Quote:
Originally Posted by parityboy 
lol guys, thanks for the replies (and the in-thread convo, lol). I discounted relational for performance reasons, simply because the data I'm looking to store maps better to document and K/V structures. After looking at the fragment I posted, I'm beginning to think K/V is the way to go, but I know little about them apart from the basic concept.
What's your experience with K/V databases as a developer? Are they easy to use? What do you use to query them - is there a common query language?

lol guys, thanks for the replies (and the in-thread convo, lol). I discounted relational for performance reasons, simply because the data I'm looking to store maps better to document and K/V structures. After looking at the fragment I posted, I'm beginning to think K/V is the way to go, but I know little about them apart from the basic concept.
What's your experience with K/V databases as a developer? Are they easy to use? What do you use to query them - is there a common query language?
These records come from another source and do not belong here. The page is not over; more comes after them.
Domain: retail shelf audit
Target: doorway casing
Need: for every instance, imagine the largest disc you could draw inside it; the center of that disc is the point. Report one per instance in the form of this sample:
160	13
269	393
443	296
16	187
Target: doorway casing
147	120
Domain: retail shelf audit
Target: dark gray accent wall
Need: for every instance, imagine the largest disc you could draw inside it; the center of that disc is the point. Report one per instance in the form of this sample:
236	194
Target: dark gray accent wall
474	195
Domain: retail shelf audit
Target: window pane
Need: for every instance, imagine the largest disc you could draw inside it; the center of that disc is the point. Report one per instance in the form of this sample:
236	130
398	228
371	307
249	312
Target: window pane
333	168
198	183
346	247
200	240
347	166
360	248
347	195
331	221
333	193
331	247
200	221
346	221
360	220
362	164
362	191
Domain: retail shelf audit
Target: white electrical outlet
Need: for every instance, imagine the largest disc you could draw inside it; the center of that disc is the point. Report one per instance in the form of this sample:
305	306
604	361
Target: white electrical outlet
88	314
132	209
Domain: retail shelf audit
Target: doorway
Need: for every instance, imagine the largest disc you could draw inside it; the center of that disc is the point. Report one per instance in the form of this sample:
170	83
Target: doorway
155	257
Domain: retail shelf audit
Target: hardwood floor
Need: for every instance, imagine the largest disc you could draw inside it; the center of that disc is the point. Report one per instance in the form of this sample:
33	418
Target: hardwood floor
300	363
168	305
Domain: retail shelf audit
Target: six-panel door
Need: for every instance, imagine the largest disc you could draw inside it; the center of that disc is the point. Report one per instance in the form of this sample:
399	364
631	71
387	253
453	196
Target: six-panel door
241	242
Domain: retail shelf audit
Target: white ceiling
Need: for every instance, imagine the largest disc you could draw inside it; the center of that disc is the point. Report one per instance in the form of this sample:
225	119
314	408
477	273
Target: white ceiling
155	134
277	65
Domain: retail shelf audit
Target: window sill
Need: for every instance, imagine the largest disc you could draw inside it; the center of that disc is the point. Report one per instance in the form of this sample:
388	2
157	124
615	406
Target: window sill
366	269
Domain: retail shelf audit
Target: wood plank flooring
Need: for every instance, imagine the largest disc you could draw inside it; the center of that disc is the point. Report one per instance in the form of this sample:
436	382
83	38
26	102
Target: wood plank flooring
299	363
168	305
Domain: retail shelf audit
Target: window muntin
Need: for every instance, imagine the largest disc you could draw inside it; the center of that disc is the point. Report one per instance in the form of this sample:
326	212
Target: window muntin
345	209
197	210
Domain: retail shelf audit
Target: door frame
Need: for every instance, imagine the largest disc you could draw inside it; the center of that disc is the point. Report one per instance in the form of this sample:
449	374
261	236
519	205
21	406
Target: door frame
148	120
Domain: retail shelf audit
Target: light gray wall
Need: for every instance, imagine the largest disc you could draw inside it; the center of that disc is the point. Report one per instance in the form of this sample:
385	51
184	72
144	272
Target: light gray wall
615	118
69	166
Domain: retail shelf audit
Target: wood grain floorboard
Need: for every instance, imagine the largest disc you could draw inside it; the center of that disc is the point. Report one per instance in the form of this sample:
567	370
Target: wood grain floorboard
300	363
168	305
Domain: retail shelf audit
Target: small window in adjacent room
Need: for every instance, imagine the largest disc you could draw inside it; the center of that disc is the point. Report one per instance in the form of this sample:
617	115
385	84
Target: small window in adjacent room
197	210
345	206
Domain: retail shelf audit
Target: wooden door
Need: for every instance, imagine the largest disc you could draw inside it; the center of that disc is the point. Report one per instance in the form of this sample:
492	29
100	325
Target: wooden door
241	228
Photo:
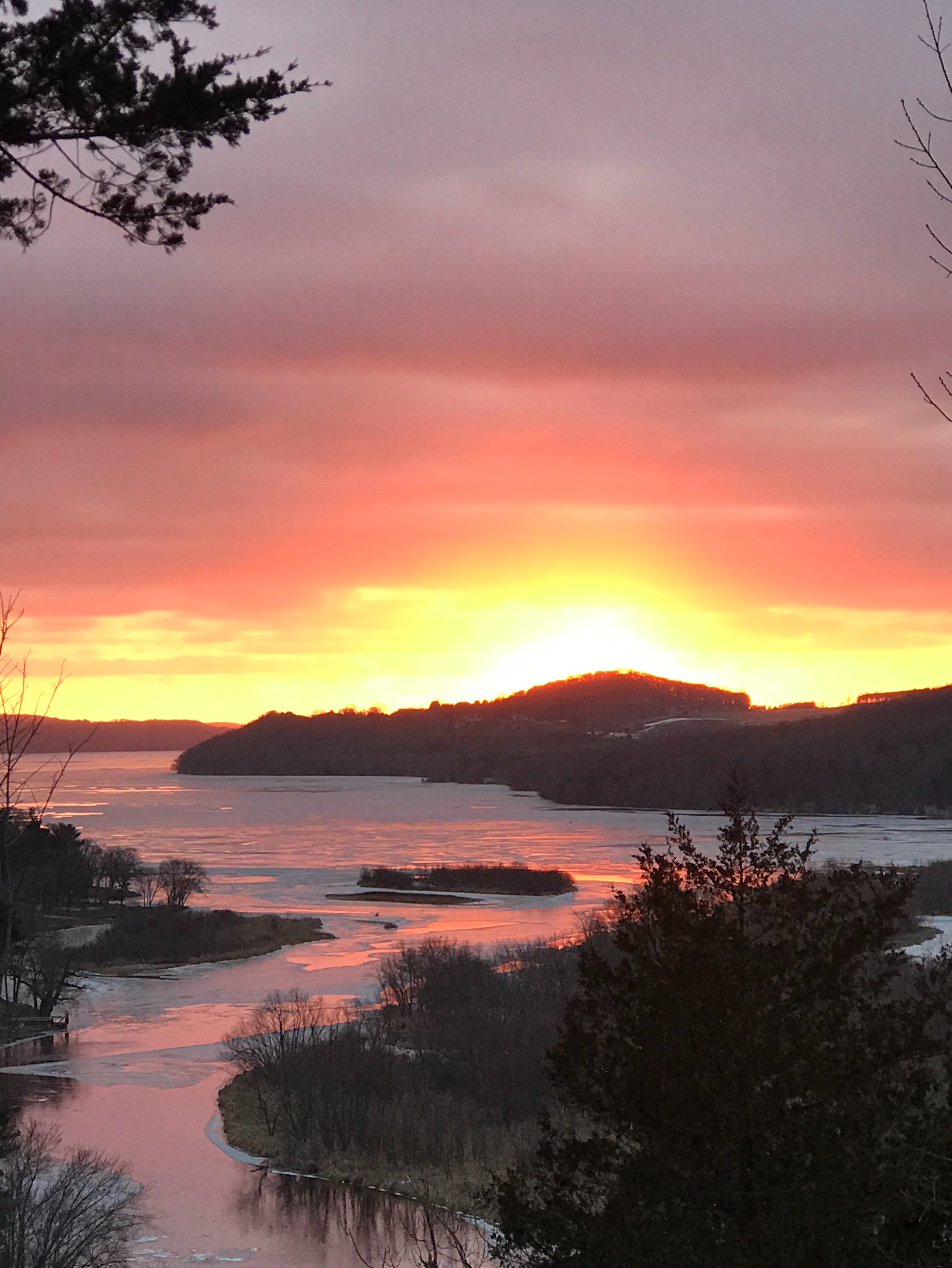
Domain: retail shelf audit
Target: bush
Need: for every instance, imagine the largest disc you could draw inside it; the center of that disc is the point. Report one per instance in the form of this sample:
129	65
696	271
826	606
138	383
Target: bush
439	1087
177	935
471	879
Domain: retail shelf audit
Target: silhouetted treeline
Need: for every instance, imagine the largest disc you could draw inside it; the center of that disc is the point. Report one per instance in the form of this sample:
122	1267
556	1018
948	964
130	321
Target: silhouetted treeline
61	735
179	935
894	756
435	1090
472	879
468	742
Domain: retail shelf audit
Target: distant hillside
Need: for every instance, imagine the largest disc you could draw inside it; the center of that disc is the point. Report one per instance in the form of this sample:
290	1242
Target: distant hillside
614	699
892	755
469	741
59	735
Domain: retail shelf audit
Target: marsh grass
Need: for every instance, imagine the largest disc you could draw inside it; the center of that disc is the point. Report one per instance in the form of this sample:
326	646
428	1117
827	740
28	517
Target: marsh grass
174	936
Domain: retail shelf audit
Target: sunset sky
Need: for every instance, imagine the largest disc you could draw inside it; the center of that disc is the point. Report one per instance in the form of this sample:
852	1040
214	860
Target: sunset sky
554	337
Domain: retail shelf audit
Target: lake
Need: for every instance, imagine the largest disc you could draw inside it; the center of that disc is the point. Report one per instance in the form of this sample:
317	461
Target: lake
141	1069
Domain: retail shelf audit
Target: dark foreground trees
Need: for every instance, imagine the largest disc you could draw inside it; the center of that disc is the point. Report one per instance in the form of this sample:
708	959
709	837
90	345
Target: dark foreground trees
63	1213
751	1074
102	108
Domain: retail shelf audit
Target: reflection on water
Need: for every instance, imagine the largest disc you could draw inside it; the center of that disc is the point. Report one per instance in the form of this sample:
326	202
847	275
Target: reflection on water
21	1094
363	1225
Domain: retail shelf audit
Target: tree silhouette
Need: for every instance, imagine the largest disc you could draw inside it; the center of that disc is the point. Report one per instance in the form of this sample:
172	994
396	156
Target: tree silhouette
750	1076
102	108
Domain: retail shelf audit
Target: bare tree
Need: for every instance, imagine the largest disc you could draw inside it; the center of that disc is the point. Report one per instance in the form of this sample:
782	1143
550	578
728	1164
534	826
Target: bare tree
121	867
179	879
926	151
432	1237
148	882
75	1214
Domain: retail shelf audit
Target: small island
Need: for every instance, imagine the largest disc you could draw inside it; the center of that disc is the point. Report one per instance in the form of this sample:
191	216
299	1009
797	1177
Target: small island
515	879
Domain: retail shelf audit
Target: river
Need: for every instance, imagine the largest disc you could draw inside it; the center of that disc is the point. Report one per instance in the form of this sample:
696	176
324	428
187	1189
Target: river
139	1076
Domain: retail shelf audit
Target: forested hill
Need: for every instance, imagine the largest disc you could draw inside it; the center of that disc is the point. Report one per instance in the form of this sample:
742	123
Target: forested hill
883	755
889	756
471	741
60	735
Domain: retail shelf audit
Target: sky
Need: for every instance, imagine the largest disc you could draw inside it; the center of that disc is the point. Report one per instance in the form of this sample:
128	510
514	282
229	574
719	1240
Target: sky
551	338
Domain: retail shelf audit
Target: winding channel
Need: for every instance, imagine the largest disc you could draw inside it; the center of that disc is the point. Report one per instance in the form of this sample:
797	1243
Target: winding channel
139	1076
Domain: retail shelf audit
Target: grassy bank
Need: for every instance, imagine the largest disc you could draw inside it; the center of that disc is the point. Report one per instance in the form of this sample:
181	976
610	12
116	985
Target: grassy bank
168	936
461	1189
430	1095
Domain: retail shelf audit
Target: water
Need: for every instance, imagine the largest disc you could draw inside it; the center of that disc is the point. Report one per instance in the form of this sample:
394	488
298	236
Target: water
141	1069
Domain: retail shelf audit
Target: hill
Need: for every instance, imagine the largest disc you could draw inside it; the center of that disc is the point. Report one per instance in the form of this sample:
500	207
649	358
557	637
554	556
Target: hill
890	755
631	741
60	735
471	741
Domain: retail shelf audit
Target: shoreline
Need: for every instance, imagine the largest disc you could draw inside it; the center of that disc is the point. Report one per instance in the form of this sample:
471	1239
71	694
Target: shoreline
239	1133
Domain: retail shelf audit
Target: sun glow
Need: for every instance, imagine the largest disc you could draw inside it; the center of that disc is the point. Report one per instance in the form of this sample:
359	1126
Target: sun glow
589	641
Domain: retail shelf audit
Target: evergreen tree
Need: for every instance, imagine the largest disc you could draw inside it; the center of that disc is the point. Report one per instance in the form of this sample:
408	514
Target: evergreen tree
102	108
750	1076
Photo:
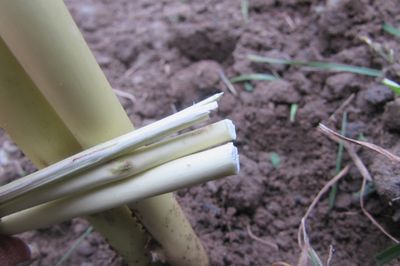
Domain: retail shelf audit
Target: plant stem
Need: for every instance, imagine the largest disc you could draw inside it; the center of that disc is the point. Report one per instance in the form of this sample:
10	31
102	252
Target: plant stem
49	46
37	22
107	151
182	172
125	166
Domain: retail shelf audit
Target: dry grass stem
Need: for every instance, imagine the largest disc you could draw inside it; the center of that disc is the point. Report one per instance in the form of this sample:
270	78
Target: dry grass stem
372	219
361	168
330	183
358	162
330	256
335	136
263	241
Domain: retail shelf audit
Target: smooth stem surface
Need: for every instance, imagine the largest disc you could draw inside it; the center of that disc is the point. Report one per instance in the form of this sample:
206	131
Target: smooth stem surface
49	46
105	151
55	54
28	118
128	165
186	171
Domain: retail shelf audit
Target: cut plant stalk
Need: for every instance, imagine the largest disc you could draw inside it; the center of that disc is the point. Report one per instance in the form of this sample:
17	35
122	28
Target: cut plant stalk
126	166
110	149
49	140
49	46
182	172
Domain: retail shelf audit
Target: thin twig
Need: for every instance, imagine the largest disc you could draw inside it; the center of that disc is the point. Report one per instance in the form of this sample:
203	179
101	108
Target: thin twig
263	241
334	135
330	256
363	170
330	183
227	83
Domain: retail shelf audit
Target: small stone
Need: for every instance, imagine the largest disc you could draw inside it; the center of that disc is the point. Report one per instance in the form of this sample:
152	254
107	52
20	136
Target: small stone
378	95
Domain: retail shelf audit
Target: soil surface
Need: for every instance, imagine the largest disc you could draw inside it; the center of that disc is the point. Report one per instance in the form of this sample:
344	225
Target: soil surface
170	53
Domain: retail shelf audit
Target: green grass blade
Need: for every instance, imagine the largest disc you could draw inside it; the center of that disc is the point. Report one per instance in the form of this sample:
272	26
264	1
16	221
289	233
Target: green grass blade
318	65
293	111
248	87
395	87
339	160
390	29
388	254
254	76
275	160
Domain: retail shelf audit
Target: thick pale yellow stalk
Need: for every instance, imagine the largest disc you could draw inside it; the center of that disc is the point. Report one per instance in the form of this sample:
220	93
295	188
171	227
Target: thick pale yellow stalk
39	132
125	166
47	43
28	118
186	171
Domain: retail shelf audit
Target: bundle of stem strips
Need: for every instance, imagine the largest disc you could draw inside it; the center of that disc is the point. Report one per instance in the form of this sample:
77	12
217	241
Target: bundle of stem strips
56	102
122	171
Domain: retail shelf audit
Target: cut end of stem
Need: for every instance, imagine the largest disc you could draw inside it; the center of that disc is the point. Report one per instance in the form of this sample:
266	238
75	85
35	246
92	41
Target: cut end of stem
231	129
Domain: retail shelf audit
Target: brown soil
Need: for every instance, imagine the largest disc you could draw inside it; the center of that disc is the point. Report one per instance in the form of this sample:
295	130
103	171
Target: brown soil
169	53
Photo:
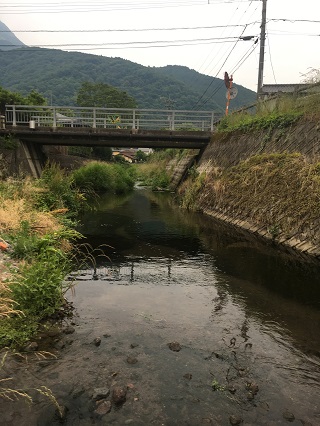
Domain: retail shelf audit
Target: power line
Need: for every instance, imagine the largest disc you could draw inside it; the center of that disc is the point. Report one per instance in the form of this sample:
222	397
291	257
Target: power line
126	29
72	7
271	63
201	97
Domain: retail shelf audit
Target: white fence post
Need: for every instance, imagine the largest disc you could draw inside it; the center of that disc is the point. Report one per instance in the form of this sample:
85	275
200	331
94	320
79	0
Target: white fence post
14	118
94	125
54	118
172	121
133	119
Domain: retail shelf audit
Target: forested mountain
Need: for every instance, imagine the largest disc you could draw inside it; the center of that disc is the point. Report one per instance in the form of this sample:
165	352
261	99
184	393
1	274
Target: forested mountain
58	75
8	40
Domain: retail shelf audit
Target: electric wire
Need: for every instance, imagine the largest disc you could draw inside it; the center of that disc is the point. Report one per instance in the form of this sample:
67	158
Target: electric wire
271	63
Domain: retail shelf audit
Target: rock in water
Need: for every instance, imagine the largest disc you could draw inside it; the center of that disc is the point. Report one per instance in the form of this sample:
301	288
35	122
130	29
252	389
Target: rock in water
119	395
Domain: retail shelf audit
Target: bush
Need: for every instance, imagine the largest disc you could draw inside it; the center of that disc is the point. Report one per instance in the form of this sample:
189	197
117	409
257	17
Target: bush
56	191
37	290
104	177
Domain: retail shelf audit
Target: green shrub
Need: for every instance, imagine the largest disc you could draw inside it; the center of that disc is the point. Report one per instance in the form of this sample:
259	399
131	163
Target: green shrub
37	288
104	177
56	191
26	244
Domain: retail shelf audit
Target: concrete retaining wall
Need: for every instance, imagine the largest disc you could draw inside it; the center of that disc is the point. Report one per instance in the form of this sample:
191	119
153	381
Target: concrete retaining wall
229	149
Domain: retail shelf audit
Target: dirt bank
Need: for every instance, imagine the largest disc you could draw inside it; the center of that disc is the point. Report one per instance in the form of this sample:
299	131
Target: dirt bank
268	184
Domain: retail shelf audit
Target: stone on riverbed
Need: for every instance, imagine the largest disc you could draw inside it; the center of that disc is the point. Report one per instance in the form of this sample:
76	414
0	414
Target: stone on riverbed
100	393
119	395
175	346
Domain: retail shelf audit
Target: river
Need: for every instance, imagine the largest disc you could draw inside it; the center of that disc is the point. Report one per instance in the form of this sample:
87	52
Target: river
198	323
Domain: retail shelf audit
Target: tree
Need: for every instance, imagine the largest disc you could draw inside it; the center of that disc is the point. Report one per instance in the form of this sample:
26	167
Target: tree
9	98
34	98
13	98
103	96
141	156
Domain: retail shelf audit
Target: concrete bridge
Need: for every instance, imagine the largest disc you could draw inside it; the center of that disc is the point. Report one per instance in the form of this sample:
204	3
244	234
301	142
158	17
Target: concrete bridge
36	126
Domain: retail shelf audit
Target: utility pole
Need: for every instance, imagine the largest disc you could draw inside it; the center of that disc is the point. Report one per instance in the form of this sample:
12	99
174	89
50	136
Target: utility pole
262	46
I've only ever written bespoke "in memory" K/V databases, so I can't really be much help. But you know the values you need each time (ie it's always going to have those 17 fields per record), the you could always create a multi-dimensional array and store in there. The memory requirements might be huge for some of the larger datasets - but you're going to run into that issue with whichever solution you opt for. So the only other work around would be to either discard surplus information (and then read that back from the net if/when requested), or to use a staggered load where only (for example) 50 records are loaded at a time.